Riflessioni sul linguaggio e la scrittura – e la necessità di etica e chiarezza a essi correlata – hanno sostanziato sia il già citato La manomissione delle parole che il successivo Con parole precise. Breviario di scrittura civile (Laterza, 2015), mentre riaffiorano ora, declinate in chiave narrativa, in alcuni degli scritti che compongono il recente Passeggeri notturni (Einaudi, 2016).

 Carofiglio, in un brano del suo ultimo libro, Passeggeri notturni – come anche in un passo de La manomissione delle parole – lei rimarca l'importanza delle ricerche condotte dall'antropologo e psicoterapeuta Robert Levy nella Tahiti degli anni Cinquanta, da cui sarebbe derivato il concetto di ipocognizione...
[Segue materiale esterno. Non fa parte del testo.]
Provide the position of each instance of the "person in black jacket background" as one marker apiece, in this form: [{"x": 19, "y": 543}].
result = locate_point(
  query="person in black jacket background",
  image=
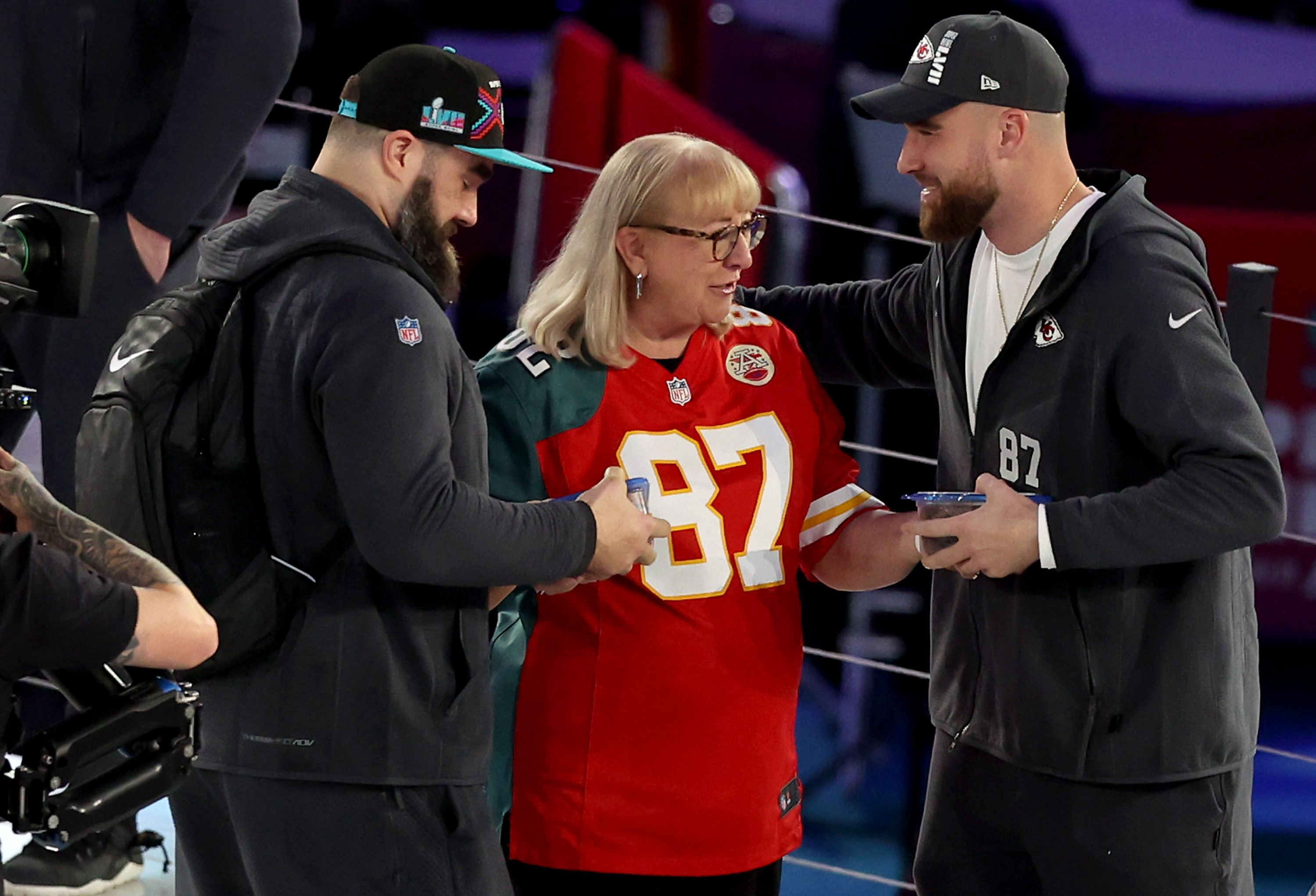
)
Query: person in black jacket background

 L'antropologo Robert Levy si rese conto che il tasso di suicidi a Tahiti era il più alto del mondo e, dopo un lungo periodo di studio, scoprì che nella lingua dei tahitiani non esistevano parole per indicare il dolore morale e il malessere psicologico: pur avvertendoli, essi non erano in grado di nominarli. Giungevano al suicidio per l'incapacità di esprimere il dolore e di dargli un nome. Questo aneddoto scientifico evidenzia molto più di tante spiegazioni teoriche quanto la parola possa essere un elemento sostanziale e determinante della vita delle persone.

 Come si coniuga la necessità di chiarezza del linguaggio, su cui lei ha più volte richiamato l'attenzione, con la naturale performatività della scrittura letteraria?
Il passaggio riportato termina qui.